When I pair the second remote the first one becomes unpaired. I'll keep trying. Perhaps it's a timing issue.


----------



## leiff (Aug 24, 2005)

R u using a pro slide and a basic roamio as your x2 remote combo like me? don't imagine it would make a difference but you never know. I would suggest doing a global reset on your remotes as well as a last resort.

Here is global reset instructions :
http://support.tivo.com/app/answers/detail/a_id/293


----------



## Dan203 (Apr 17, 2000)

It only works with the RF models. The BT remotes only support one per dongle.


----------



## leiff (Aug 24, 2005)

Thanks dan, 
I think poster here was trying with two roamio remotes so hopefully he can it working.


----------



## HDRyder9 (Aug 2, 2007)

I have two TiVo Roamio replacement remotes. Both purchased from Tivo.com if RF mode.


----------



## HDRyder9 (Aug 2, 2007)

After playing around with it for a while today, I got two remotes working in RF mode with a dongle. I just wanted to confirm that it works.


----------



## stevehogan (Dec 30, 2006)

My setup is a Premier XL4, Roamio RF remote and new Roamio Slide RF remote. Using the dongle that came with the new Slide remote.

Paired the Slide first, then tried to pair the regular remote - Result new remote paired and slide unpaired.

Repeated this three times and the third time it worked. 

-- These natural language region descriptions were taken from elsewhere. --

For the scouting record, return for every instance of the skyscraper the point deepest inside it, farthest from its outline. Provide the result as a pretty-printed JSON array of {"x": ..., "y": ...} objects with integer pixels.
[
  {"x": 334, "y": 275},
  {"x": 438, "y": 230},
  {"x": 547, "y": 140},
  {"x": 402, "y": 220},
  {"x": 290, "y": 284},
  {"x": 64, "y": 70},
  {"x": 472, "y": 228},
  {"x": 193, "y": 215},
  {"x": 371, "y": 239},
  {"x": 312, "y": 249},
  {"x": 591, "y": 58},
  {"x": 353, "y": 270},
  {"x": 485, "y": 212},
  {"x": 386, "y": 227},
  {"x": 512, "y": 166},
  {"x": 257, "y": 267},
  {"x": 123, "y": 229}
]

If at first you don't succeed .....


----------



## mhalladay (Feb 12, 2007)

I realize this is a late reply / question on this issue... But, I'd like to pair a second remote to a Mini. I have a Slide Pro already paired (through RF dongle), and I'd like to have a VOX remote also paired with same Mini; VOX arrived with its own BT dongle... I'm thinking it's not possible, because the Mini only has one USB port. Anyone think that I could be successful?


----------